First it was Kyrgyzstan and then it was Turkmenistan, and Prime Minister Nawaz Sharif and his team were busy with the business of strengthening bilateral relations. Both of these Central Asian republics have good relations with Pakistan, and an array of interests in common. In Kyrgyzstan, it was issues around counterterrorism, the narcotics trade, communications and regional integration — this last of particular importance in the light of the developments surrounding the China-Pakistan Economic Corridor (CPEC). In Turkmenistan, the emphasis was on fast-tracking trans-regional energy projects, including the much-delayed TAPI, and reaching towards greater regional integration.
It is becoming ever clearer that Pakistan is having a major re-think in terms of where its long-term foreign policy needs to be aligned, and it makes every kind of sense to be developing and expanding interactions with Central Asian states. These are states with which we have no shared border but considerable convergent interests, and the states of Central Asia are undoubted beneficiaries of the CPEC — this being all the more reason why political infighting and manoeuvring are distinctly unwelcome at this early stage of the project.
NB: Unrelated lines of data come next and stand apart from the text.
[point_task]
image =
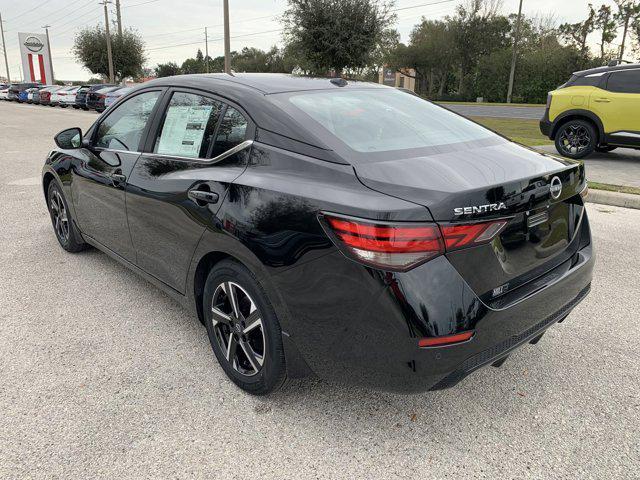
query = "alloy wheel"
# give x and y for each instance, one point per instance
(574, 139)
(238, 328)
(60, 217)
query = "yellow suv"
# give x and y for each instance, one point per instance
(597, 109)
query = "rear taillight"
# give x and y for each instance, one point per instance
(402, 246)
(391, 246)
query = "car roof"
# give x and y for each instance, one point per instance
(266, 83)
(627, 66)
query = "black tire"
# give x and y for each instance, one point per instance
(576, 139)
(232, 333)
(608, 148)
(69, 237)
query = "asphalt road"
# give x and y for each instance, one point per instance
(534, 113)
(103, 376)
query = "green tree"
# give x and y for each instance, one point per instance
(606, 24)
(337, 34)
(90, 49)
(577, 33)
(167, 69)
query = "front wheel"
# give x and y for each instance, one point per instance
(66, 232)
(576, 139)
(243, 329)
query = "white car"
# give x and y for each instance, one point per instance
(56, 95)
(68, 97)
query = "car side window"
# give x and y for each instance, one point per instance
(232, 132)
(624, 81)
(189, 126)
(123, 128)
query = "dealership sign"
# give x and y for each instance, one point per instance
(36, 63)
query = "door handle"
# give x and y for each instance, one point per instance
(118, 177)
(201, 197)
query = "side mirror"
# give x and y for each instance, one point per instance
(69, 139)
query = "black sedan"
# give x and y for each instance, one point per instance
(328, 226)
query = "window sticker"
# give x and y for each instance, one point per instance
(183, 130)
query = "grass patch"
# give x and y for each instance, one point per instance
(496, 104)
(521, 130)
(614, 188)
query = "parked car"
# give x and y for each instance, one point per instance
(596, 110)
(46, 94)
(68, 97)
(114, 95)
(16, 88)
(30, 94)
(56, 95)
(320, 225)
(83, 92)
(23, 96)
(36, 94)
(95, 99)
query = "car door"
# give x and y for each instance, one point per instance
(177, 186)
(618, 106)
(102, 168)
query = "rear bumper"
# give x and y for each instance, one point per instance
(365, 328)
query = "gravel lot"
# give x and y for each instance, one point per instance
(103, 376)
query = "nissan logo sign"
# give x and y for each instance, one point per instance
(33, 44)
(555, 188)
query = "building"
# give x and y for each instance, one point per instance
(405, 78)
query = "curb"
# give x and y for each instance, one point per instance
(615, 199)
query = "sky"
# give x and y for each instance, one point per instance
(174, 30)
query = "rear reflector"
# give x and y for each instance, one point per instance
(401, 246)
(460, 236)
(445, 340)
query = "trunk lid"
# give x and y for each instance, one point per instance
(538, 194)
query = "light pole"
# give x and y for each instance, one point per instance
(514, 57)
(4, 46)
(46, 29)
(206, 50)
(109, 52)
(227, 41)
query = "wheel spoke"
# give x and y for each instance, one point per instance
(219, 316)
(232, 346)
(233, 299)
(251, 356)
(252, 322)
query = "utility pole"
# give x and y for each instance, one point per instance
(109, 53)
(227, 41)
(4, 46)
(46, 29)
(516, 38)
(206, 50)
(119, 18)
Unlocking the potential for regional development is not going to be easy or trouble-free, but if Pakistan is to ever move forward, then the energy nut has to be cracked internationally (and the education nut domestically). There will be tensions around any project developed in partnership with Iran, but Iran is likely to be a key future partner in building the energy mix, and the threat of US sanctions is under review. The US is edging towards a nuclear deal with Iran and with the Islamic State taking swathes of Syria and Iraq, the future of geopolitical relations of this region are bound to undergo some change. The natural partners for Pakistan are not in the Gulf and the states of the Arabian Peninsula; these are marriages of convenience that have tied the country to an ideology that is ultimately corrosive to national cohesion, and created an unhealthy dependency on an unsustainable energy source. Refurbishing relations with Kyrgyzstan and Turkmenistan is much to be welcomed, and we support the government in this endeavour — the diplomatic equivalent of healthy eating.
The Express Tribune, May 25th, 2015.